Sunday, December 11, 2011

THE WOUND

It didn't bleed, but would seep a bit of lymph
on Sundays. It could be kept covered
by clothes, but liked to be exposed as much
as possible—though fresh air did little
to close it. It was a portal, a wormhole
between the time of its infliction
and infinite points in the future. It breathed,
and if, in perfect stillness, you inclined
your ear toward its puckered lips, you'd swear
it muttered in a foreign tongue. Somehow,
it staved off infection, was odourless
but for a faint floral whiff. Once, I saw
a hummingbird moth hover above it,
then sink her proboscis deep in the folds.

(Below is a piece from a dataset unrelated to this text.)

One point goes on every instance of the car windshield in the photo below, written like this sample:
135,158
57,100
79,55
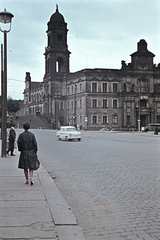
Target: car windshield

Saturday, December 10, 2011

Johnstone, Gruber et moi

Herewith, audio from my reading the other night. An enjoyable, albeit occasionally odd, evening. The unexplained phone call that happened in the middle of my reading was from, I later learned, a friend who had wanted to come to the reading, but had a plumbing emergency. She'd called to find out if the reading was still going on, which the somewhat socially awkward store clerk didn't bother to explain. Same guy had come into the store during Jim Johnstone's reading, cut through the audience and made a beeline for the cheese plate, where he noisily helped himself to cheese and crackers while Jim read. Classic.